Right now, we are experiencing a race to develop the COVID-19 cure in Brazil and worldwide. In the midst of this critical scenario for society, science has been a key factor in facing it. The validation of knowledge is essential to create effective solutions in the face of new challenges, and with an ethical commitment. These values, typical of scientific thought, are very important to contain the appearance of information that puts the population’s health at risk. In addition to a health pandemic, we are also experiencing an information crisis and anti-science is one of the facets of this dispute.

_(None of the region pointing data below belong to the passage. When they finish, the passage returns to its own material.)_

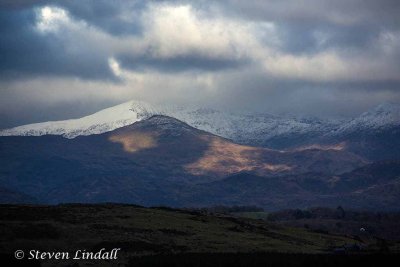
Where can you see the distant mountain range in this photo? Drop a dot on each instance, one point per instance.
(136, 153)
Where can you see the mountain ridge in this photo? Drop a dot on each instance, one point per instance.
(246, 128)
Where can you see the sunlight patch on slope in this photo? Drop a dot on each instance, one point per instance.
(133, 143)
(224, 158)
(337, 147)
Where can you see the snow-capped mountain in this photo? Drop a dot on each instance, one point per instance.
(242, 127)
(381, 117)
(247, 128)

The anti-scientific movement is not new, but it is possible to observe its worldwide growth in recent years. Specialist in the subject, Professor Thaiane Oliveira, from the Graduate Program in Communication, has been developing studies that seek to understand the functioning of these groups. “If, before, this movement was stigmatized and was on the margins of society, in this context it is at the center of decision making. The presence of these individuals among leaders in several countries has been increasing. They are people who value a policy that is not based on scientific evidence. This is not a homogeneous movement, but a complex relationship of intense disputes over information, in which science has been one of the main targets of attacks,” she explains.

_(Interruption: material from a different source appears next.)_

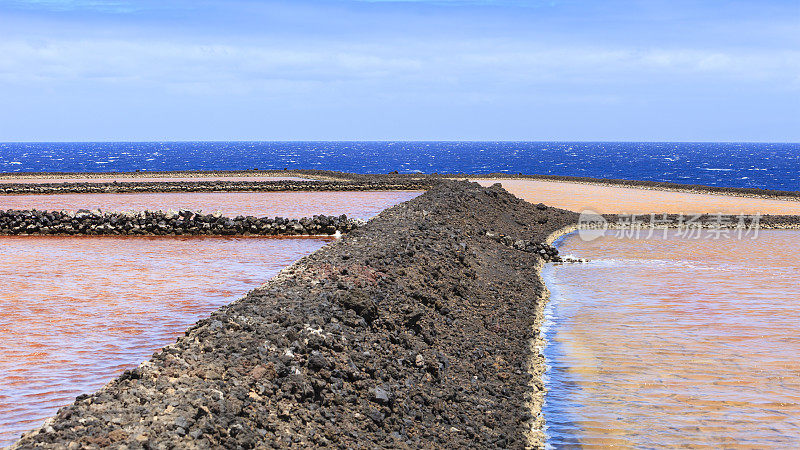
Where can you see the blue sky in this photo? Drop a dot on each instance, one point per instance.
(716, 70)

In the race against time to contain the spread of the disease, fake news constantly crosses information based on science. “Due to statements without scientific support, the hydroxychloroquine, for example, is beginning to make victims around the world, while disappearing on the shelves of pharmacies. We are one step closer to an epidemic of intoxications caused by the misinformation passed on by public people who, irresponsibly, have supported a pharmaceutical industry that ignores the premises and ethical values of science itself. Some leaders who deny scientific knowledge and propagate global conspiracy theories are collaborating to advance foolishness and misinformation,” points out Thaiane.
According to the expert, three types of proposals have been recurring to combat the spread of fake news. “The first is control over information. Fact-checking agencies are an example of how this control has been used. However, defining what is true and classifying the facts is complex. The second is an investment in media and information literacy. That is, the population’s ability to access, analyze, criticize and produce information through the media. Finally, the third way to tackle disinformation is to invest in education and open data. It is urgent to develop multidisciplinary research, involving communication, sociology, anthropology, psychology and other areas of knowledge, to create ways to confront disinformation through an education that recognizes the subjects as well as producers of knowledge,” she explains.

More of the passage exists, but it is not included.